Sunday’s Scripture ~ Luke 6:17-26

This week Reeves will begin a sermon series entitled Plot From The Plain based on lessons from Jesus’ Sermon on the Plain found in Luke 6.  Jesus’ first sermon in Luke begins similarly to Jesus’ first sermon in Matthew – with a sharing of beatitudes.

The Beatitudes are Christ’s promise of coming blessings.  The blessings will arrive when the Kingdom of Heaven is in it’s fullness and completion on earth.

The Beatitudes are not the first blessings we encounter when we read Scripture.  Old Testament and New Testament texts are punctuated with blessing.  Each blessing is an authoritative pronouncement of God’s favor.  In some of our Bibles handy-dandy editors have come through and organized the Scripture with headers that somehow indicate “find a blessing here!” and then you read that blessing.  Other blessings in Scripture are not as easily noticed at first glance, but they are no less powerful and gracious in their gifting.

One of my favorite blessings that I return to again and again is Isaiah 46:4b.  God says, “I have made and I will bear; I will carry and I will save.”  I believe this blessing from God is pure gift.  And it is this blessing that beckons me, draws me, and inspires me into service for my God who has made the commitment through my creation to bear, carry, and save me.

No. Matter.  What.

//

As I ponder blessings this week I can’t help but think about how we have limited blessings in our lives.  Yes, we can read them in Scripture, but where else do we encounter blessings?  Sadly, I feel that we have limited blessings to words before we eat, sneezes, offertory prayers, and worship service dismissals.  You may participate in a faith community where clergy regularly steward the sacraments – there you will also encounter blessings.

But where else do we encounter blessings?

I am drawing a blank…and I think that shows the graveness of this predicament.

Which leads me to my next question – how can we develop a culture of blessing?

The Beatitudes are Christ’s promise of coming blessings – but I believe that we are presently in the world of Christ’s blessings and anticipating their completion.  We don’t anticipate idly.  We anticipate actively knowing that we do not bring about the completion of Christ’s blessings ourselves, but that we are helpmates in the completion and pronouncement of those blessings.

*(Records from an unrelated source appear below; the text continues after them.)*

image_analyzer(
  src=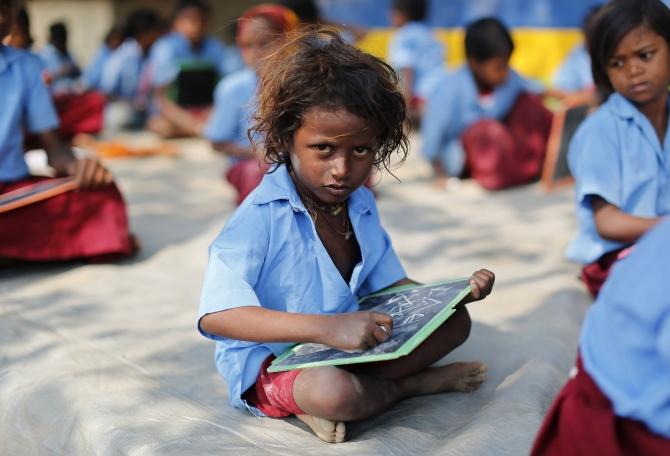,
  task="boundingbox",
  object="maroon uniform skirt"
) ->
[531,356,670,456]
[461,94,553,190]
[0,177,134,261]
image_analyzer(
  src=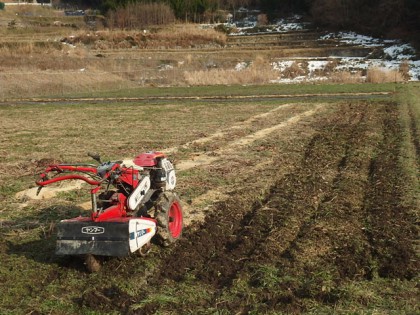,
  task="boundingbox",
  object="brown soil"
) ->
[127,102,419,314]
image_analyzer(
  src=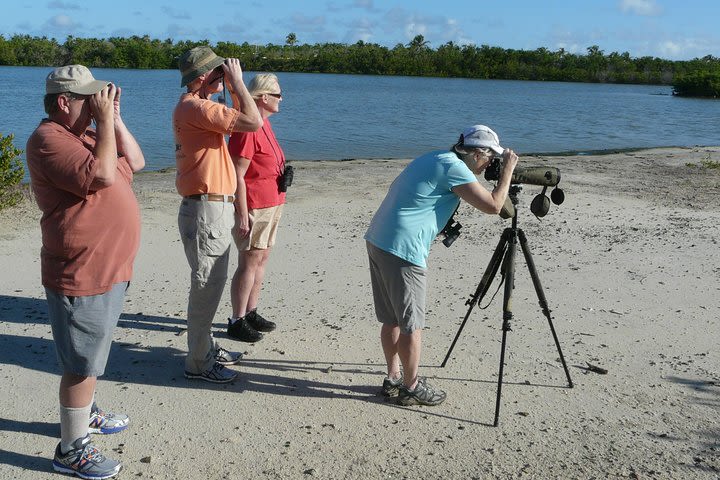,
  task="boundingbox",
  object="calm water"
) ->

Through blessings we affirm people.  Through blessings we affirm the worthiness of others; we affirm our appreciation for their gifts, their presence, their dedication.  Through blessings we also encourage.

When we practice giving blessings – blessings from our own experience of others or speaking blessings of Scripture into the lives of our neighbors – I believe we develop a culture of blessing.  This culture of blessing could start with one – with me – with you – and grow exponentially.  I believe this is the task that Christ calls us to as helpmates in the Kingdom.

God bless you my friends.  Now go and do likewise.

Reflection: Who has blessed you in this life?  What was communicated in that blessing?  Was it spoken, written, expressed physically through a hug or some sort of service?  Who have you blessed?  How did you communicate it?  Who is someone that God is calling you to bless?  When will you communicate that blessing?

Prayer: “Blessed assurance; Jesus is mine!  O what a feeling of glory divine!  Heir of salvation, purchase of God, born of his Spirit, washed in his blood.  This is my story, this is my song, praising my Savior all the day long; this is my story, this is my song, praising my Savior all the day long.”*  Amen.

*From “Blessed Assurance,” The United Methodist Hymnal, 369.